Suitability of the technique and analytical procedure is to be established by validation/ verification protocols (USP <1225> <1224>) with various parameters like-
1. Detectability 2.Reputability, 3. Specificity 4. Accuracy, 5. Precision, 6. Limit of Quantification & 7. Linearity & range.
USP <2232>
This chapter defines the elemental contaminants in dietary supplements. It focuses on four elements As, Pb, Cd & Hg. Their limits are as defined in the following table.
Table 2: Elemental Impurities for Dietary Supplements
ICH Q3D
ICH Q3D defines the guidelines for elemental impurities in drug products. It has three parts in it.
1. Evaluation of the toxicity data for potential elemental impurities,
2. Establishment of a Permitted Daily Exposure (PDE) for each element of toxicological concern
3. Application of a risk-based approach to control elemental impurities in drug products. This guideline has classified elemental impurities into three classes based on their toxicity (PDE) and likelihood of occurrence in the drug product.
Table 3: PDE for Elemental Impurities as per ICH Q3D
How to comply with USP?
With these updates in Pharma guidelines there are lot of questions the minds of analysts, like:
Which technique is suitable for the analyst’s products?
What is the procedure for sample preparation?

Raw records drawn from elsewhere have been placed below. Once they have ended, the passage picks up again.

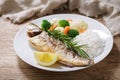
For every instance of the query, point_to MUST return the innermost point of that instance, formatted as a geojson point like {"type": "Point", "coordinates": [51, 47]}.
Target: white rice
{"type": "Point", "coordinates": [95, 44]}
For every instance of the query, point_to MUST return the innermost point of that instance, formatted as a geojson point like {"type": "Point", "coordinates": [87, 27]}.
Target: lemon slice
{"type": "Point", "coordinates": [46, 58]}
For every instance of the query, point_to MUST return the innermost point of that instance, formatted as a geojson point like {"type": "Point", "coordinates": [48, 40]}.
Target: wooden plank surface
{"type": "Point", "coordinates": [13, 68]}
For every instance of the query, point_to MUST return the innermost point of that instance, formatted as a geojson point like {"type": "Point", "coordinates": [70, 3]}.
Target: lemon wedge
{"type": "Point", "coordinates": [46, 58]}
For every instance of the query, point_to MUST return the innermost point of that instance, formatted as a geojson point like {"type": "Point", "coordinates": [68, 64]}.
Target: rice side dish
{"type": "Point", "coordinates": [95, 44]}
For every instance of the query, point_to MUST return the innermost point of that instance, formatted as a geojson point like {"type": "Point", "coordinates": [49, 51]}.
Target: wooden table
{"type": "Point", "coordinates": [13, 68]}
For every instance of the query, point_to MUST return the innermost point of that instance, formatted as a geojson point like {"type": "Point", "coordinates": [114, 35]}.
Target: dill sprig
{"type": "Point", "coordinates": [69, 43]}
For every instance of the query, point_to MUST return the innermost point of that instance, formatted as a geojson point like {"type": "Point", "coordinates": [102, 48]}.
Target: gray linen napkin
{"type": "Point", "coordinates": [19, 10]}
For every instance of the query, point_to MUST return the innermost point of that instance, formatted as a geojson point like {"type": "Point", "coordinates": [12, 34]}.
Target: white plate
{"type": "Point", "coordinates": [25, 52]}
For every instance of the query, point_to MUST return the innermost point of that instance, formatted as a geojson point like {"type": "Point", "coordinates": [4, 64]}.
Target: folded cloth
{"type": "Point", "coordinates": [19, 10]}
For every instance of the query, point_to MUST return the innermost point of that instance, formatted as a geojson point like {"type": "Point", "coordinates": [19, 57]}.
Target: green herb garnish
{"type": "Point", "coordinates": [73, 33]}
{"type": "Point", "coordinates": [63, 23]}
{"type": "Point", "coordinates": [45, 25]}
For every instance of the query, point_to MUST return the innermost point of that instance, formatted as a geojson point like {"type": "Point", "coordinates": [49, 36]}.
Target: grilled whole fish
{"type": "Point", "coordinates": [44, 42]}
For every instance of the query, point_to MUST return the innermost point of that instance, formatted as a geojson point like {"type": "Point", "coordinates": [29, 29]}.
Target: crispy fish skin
{"type": "Point", "coordinates": [44, 42]}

How do the analyst interpret the data?
Let us look at these instrumentation and sample preparation approach for a better idea about how to treat samples and which instrumentation technique is suitable for specific analysis.
Sample Preparation
Some of the pharmaceutical products are water soluble, so a simple dilution with a suitable solvent can do the job but for complex and insoluble products, different approaches like “Microwave digestion” has to be employed. This a simple technique where a sample is digested in acidic medium under high pressure and temperature environment is created inside the Microwave digestion vessel, whose parameters are controlled by dedicated pressure and temperature sensors. This approach gives a clear sample solution which can be analyzed by any of the two instrumentation techniques defined in the guidelines. For speciation and oxidation state analysis different approaches have to employed.
ICP-OES
Inductively Coupled Plasma – Optical Emission Spectroscopy (ICP-OES/ICP-AES) is a plasma spectroscopy technique where a liquid sample is aspirated into plasma through a suitable sample introduction system where specific element emits light. This emitted light consists of spectra of respective elements present in the sample which is further resolved by an optical system and then detected by a detector. This instrumentation technique generally has two viewing positions- Axial (for ppb to ppm rage) and Radial (for ppm to % range). This technique is suitable for high dynamic linearity range. Selection of elements is based on wavelengths and analytical interference are caused by spectral overlaps between elements.
ICP-MS
Inductively Coupled Plasma – Mass Spectroscopy (ICP-MS) is also a plasma spectroscopy technique which analyses elemental impurities in a sample based on the element’s mass to charge (m/z) ratio. It consists of a sample introduction system, which aspirates the sample into plasma, which then ionizes the elements present in samples. This ionized elements then travel through a collision or reaction cell which removes the interferences and then separated based on their m/z ratio by a quadrupole system and then detected by a detector. It has a single view position and analyses samples in the concentration range of ppt to ppm or sub % levels. Analytical interferences are caused by isotopic interferences of elements. Speciation analysis can be carried out by coupling with HPLC or IC units where the species separation is carried out by the chromatography technique and quantification of the species is done by ICP-MS.
Note: This document is intended for personal education use only and it is not a substituent to any guidelines or methods.